If you’re the owner or operator of a commercial building, chances are you have invested in a building automation system (BAS) or building energy management system (BEMS). Good move. Buildings are a ripe target for efficiency improvements, and with efficiency, comes cost savings.
In fact, commercial buildings produce around one-fifth of total carbon emissions, with HVAC systems accounting for 40% of buildings’ energy consumption, according to the U.S. Department of Energy.
With the advent of advanced computing hardware and analytics, building owners can leverage artificial intelligence to optimize HVAC operations. By bringing autonomous AI to the built environment, your existing HVAC system becomes a predictive brain that learns precisely how to use less energy to optimize comfort in all zones, at all times.
AI-based BAS and BEMS solutions are already being adopted worldwide. For example, ABB Ability BE Sustainable with Efficiency AI currently manages more than 275 buildings, totaling more than 100 million square feet (disclosure: ABB is my current employer). Collectively, these installations save more than 1 million metric tons of CO2 each year, all by leveraging building automation investments already made.
Vast potential for AI applications
While older buildings have more upside potential in savings, modern buildings have more technology in place that allows for a finer degree of control. As a result, applying AI to any building will likely to produce results. The potential is huge: up to a 25% reduction in energy cost, up to a 40% reduction in carbon footprint, and up to a 50% extension of asset life, according to ABB partner Brainbox AI. For new construction, intelligent HVAC also offers a way to meet energy-related regulatory mandates.

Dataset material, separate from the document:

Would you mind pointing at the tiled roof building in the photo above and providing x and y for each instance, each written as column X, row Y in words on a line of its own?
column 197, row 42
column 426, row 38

The goal is to make HVAC systems self-correcting rather than predictive while preserving all existing BAS and BEMS functionality. Virtual metering, for example, allows building operators to track energy use at the device level—without physical hardware—by capturing data elements like humidity levels, supply and return air speed and temperature, and current thermostat temperature and set points from the BEMS. Add to that the ability to overlay external data, like weather forecasts, and you have enough data for AI to not only manage HVAC performance, but also alert operators of potential problems when anomalies appear—and before failures occur.
Continuous learning means that AI can adjust digital models in real time, say, after new windows are installed. The building is always “understood” in its current form and can be optimized accordingly. The result is a capability that did not exist even a few years ago. Today’s AI solutions can predict the temperature in HVAC zones up to two hours in advance with 98% confidence. As it learns about the HVAC system and its operations, the system becomes self-healing; that is, it can address problems without human intervention.
First steps to incorporate AI
To begin utilizing AI in a building, an owner typically hires a system integrator to survey existing building systems and assets. Are HVAC drawings available? Is a BEMS present? What does the building’s occupancy look like in terms of numbers of people and duration in a given location? These and other questions will allow the provider to evaluate if an AI solution is applicable to the owner’s building.
From a technology standpoint, all building owners need is networked HVAC controls using an open protocol. The AI will then begin to suggest changes to HVAC operations, testing them first in a virtual environment before deploying them to the live system. The supplier will typically monitor the AI’s progress and perform sanity checks on proposed changes to the HVAC operating algorithm. The AI will look for ways to optimize HVAC assets based on how the building is used and how that use changes over time. These tools also provide data for KPI reporting and supplier experts to notify of potential issues. Depending on building size, owners can expect AI-enhanced HVAC control to produce a return on investment (ROI) within two to four months after the system has learned the building and its HVAC system.
The proliferation of analytic tools made possible by computing advancement and applications tailored for the needs of commercial buildings has brought sophisticated AI-based HVAC control within reach of almost any commercial building larger than 5,000 square feet. We are still in the early days of AI applications in the built environment, but with their compelling business case in terms of ROI and emissions reductions, these solutions will likely become commonplace in new builds and retrofits.